Only months later the Democratic Progressive Party assumed power and pledged to triple solar power installation targets from 6.2 gigawatts to 20 gigawatts by 2025. This regime is now zoning another two similarly-sized blocks of land for ground-mounted solar as a phase-out of the local nuclear reactor fleet accelerates. As of March 2016, Taiwan's solar capacity had reached 922 megawatts, a 165-fold increase on 2008.
"We expect the solar industry to develop in magnitudes of scale because of the transition to ground-mount and the increases in capacity quota that the current government has put through," says Andrew Kwok, senior vice president for Asia Pacific private infrastructure at Partners Group. "Over the last six months, we have noticed other foreign investors of scale coming in, and we expect to co-exist with a few others."
The firm is set to be one of the first institutions to create a sizeable solar portfolio in Taiwan after committing $200 million to a 550-megawatt project to be installed over the next three years in cooperation with local photovoltaic operator Sinogreenergy. Known as Formosa Solar, it will be 99% owned by Partners Group, with Cathay Financial Holdings participating as a minority stakeholder through its life insurance unit.

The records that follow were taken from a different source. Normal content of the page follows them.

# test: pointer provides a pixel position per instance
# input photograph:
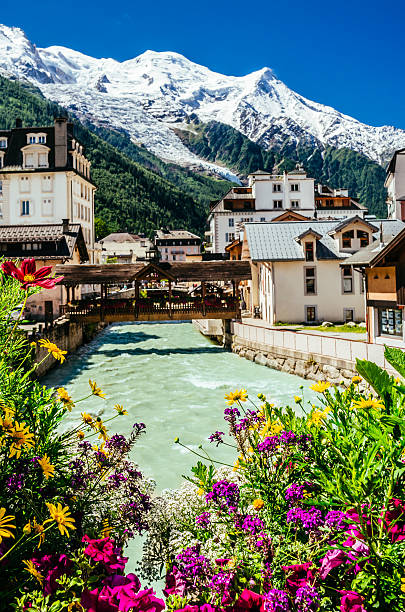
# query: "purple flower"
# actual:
(276, 600)
(311, 519)
(294, 493)
(225, 494)
(307, 599)
(203, 520)
(335, 519)
(216, 437)
(252, 524)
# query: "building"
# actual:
(49, 245)
(383, 266)
(297, 276)
(291, 196)
(336, 203)
(176, 245)
(395, 184)
(265, 198)
(122, 247)
(45, 177)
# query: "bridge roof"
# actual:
(181, 271)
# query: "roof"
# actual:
(122, 237)
(277, 241)
(50, 240)
(181, 271)
(377, 250)
(174, 235)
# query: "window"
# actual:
(309, 251)
(310, 314)
(348, 315)
(390, 322)
(347, 279)
(364, 237)
(310, 281)
(347, 239)
(25, 208)
(47, 207)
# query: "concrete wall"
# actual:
(308, 355)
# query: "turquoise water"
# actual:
(173, 379)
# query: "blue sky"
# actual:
(348, 54)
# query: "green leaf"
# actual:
(396, 357)
(378, 378)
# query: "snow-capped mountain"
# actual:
(149, 95)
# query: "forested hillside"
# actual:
(345, 168)
(129, 195)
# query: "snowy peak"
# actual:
(150, 94)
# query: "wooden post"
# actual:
(203, 296)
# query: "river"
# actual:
(173, 379)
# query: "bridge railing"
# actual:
(149, 306)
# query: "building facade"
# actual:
(395, 184)
(275, 197)
(299, 273)
(176, 245)
(45, 177)
(49, 245)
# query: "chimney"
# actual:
(60, 128)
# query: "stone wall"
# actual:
(67, 335)
(314, 367)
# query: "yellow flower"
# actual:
(55, 351)
(21, 438)
(37, 528)
(236, 396)
(320, 387)
(258, 504)
(46, 465)
(62, 518)
(120, 409)
(64, 397)
(96, 390)
(30, 567)
(365, 404)
(87, 418)
(5, 525)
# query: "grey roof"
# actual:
(276, 241)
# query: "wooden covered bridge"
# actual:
(161, 291)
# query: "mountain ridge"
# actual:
(149, 94)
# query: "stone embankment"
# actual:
(67, 335)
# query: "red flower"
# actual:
(29, 276)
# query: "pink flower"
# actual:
(29, 276)
(249, 600)
(351, 602)
(104, 551)
(301, 576)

The transaction was made through a number of investment vehicles - including a EUR1.5 billion ($1.7 billion) PE direct investments fund raised in early 2014 - and is expected to close in the third quarter of 2016. In the meantime, a number of Formosa sites have already been confirmed for power plant development, while others continue to progress through due diligence. Revenue stream security will come through a 20-year offtake agreement at a fixed rate with the state-owned utility, Taipower.
Formosa is Partners Group's third major solar deal in the past two years, following a $100 million commitment to a project in the US earlier this year and a $250 million investment alongside Equis Funds Group in a Japan solar platform. It also represents a continuation of the firm's greenfield infrastructure strategy, whereby major renewables businesses in high-growth markets are able to benefit from a tendency among competing institutional investors to avoid taking on construction risk.
"The characteristics of the underlying assets we're generating are very attractive to infrastructure investors, but we believe there is much better relative value in constructing them in a risk-controlled way than waiting until they're commissioned and then buying them," Kwok says. "We see a lot more incremental value for our clients in building assets ourselves with stable cash flows."